Yes, they are—in as much as two false things are each zero true. What they aren’t is equivalent. If you didn’t included the absolute modifier “always” then it could perhaps make sense to evaluate “degree of truth”.
You are correct; I have edited the grandparent to remove the word “always” from both statements.
Yeah, it’s entirely possible that some effect like that would confound everything too much. Bilinguals with close to equal proficiency in both languages might be less inclined to do some sort of mental translation, though. (Still, the whole idea comes perilously close to wanting people to “think in” a particular one of their languages, which in my opinion doesn’t necessarily make sense at all.)
That’s a really interesting question. I’ve never heard of any research on it.
How about “Harry suspected Quirrel”?
That’s “Quirrel caused suspicion in Harry’s mind”, or perhaps “Harry’s model of Quirrel caused suspicion to be generated in Harry”.

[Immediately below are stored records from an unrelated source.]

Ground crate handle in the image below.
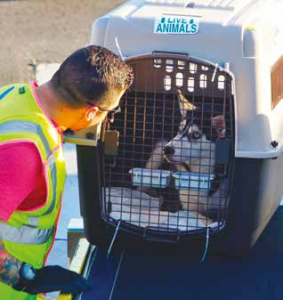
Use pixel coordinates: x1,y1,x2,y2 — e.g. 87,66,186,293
152,51,189,59
143,226,181,243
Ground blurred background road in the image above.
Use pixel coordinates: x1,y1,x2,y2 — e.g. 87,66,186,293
0,0,124,85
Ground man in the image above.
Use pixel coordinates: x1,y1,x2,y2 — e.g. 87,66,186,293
0,45,133,299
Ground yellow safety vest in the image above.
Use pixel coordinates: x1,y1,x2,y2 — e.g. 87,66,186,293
0,83,66,300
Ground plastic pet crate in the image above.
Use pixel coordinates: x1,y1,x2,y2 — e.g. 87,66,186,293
67,0,283,257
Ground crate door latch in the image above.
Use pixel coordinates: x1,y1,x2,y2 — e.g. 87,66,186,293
104,130,120,156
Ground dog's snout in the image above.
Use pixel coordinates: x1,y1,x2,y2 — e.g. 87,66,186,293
164,146,175,156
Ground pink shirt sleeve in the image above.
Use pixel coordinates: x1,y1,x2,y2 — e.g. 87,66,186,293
0,141,42,222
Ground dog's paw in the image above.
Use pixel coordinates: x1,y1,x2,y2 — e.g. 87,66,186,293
136,187,160,198
205,208,224,221
161,201,183,213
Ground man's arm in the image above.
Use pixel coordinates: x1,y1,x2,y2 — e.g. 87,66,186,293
0,239,22,286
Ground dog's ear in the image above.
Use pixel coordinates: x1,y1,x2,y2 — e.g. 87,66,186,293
176,89,197,119
212,115,226,138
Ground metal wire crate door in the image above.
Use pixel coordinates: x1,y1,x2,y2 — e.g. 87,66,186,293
101,53,234,241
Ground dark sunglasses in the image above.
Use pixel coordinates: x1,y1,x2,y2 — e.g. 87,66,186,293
86,100,121,114
87,102,121,123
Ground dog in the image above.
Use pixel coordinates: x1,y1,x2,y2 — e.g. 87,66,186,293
137,89,227,225
163,89,227,223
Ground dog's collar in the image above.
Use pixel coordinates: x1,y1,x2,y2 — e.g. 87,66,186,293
216,128,226,139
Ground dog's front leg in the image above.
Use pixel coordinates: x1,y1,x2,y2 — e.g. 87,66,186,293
137,140,167,197
144,140,167,170
179,189,213,225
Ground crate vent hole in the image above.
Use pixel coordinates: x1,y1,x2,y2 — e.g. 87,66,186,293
178,60,186,70
218,75,225,90
188,77,195,92
154,59,162,68
176,73,183,87
166,59,174,72
189,63,197,74
164,75,171,91
200,74,207,89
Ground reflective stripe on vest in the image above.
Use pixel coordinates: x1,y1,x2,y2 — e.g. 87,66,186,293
45,152,57,215
0,222,54,244
0,86,15,100
0,120,51,154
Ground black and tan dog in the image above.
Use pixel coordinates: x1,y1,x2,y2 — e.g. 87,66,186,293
163,89,227,223
141,89,227,224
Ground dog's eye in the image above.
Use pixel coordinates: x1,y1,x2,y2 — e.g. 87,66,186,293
191,131,201,140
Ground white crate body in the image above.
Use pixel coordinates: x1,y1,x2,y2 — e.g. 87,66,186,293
90,0,283,159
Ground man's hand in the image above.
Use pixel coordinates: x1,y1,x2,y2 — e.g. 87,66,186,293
13,264,91,295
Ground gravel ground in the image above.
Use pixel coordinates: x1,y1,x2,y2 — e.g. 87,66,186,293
0,0,124,85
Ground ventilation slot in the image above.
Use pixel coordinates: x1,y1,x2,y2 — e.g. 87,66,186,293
178,60,186,70
166,59,174,73
154,59,162,68
188,77,195,92
218,75,225,90
164,75,171,90
200,74,207,89
189,63,197,74
176,73,183,87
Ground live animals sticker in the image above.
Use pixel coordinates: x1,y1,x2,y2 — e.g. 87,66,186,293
154,15,199,35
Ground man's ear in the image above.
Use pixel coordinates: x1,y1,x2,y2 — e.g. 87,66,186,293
85,106,99,121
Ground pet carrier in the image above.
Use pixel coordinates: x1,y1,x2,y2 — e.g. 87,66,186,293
66,0,283,256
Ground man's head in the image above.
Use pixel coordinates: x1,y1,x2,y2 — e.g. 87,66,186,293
45,45,133,130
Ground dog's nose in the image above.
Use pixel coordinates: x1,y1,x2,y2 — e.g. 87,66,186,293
164,146,175,156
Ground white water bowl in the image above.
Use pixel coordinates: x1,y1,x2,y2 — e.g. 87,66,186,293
129,168,171,188
173,172,214,190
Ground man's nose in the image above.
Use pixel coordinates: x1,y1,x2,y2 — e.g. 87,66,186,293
164,146,175,156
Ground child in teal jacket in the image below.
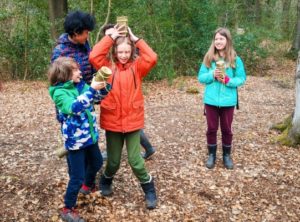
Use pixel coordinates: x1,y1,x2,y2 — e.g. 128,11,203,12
198,27,246,170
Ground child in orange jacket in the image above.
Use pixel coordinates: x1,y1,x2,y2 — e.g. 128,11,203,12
99,23,156,161
89,25,158,209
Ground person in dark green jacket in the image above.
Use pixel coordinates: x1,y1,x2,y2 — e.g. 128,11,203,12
198,27,246,170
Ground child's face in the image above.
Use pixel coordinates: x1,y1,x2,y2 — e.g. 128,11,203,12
214,33,227,51
72,30,89,45
116,42,132,64
71,65,82,83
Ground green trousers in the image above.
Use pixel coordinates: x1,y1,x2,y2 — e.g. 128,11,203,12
104,130,150,183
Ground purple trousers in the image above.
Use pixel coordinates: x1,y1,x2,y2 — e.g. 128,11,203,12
205,104,235,146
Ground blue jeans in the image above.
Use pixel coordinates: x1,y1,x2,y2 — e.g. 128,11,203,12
140,129,153,152
64,143,103,208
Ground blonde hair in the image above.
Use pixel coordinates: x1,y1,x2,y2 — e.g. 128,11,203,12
203,27,236,68
112,36,136,62
48,57,78,86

The causality isn’t what you would expect from the syntax, going from subject to object, and it isn’ implied by the syntax at all, it’s in the semantics. Consider “Harry winked out of existence for no reason”.
That implies the existence of some X and Y in the sentence “Harry suspected Quirrel of X because Y”, e.g., “Harry suspected Quirrel of secretly being some variety of uplifted) rodent because Harry had suffered organic brain damage that impaired his ability to think rationally.” As long as Harry is (being modeled as) subject to causal influences, such a sentence can’t escape implying causes.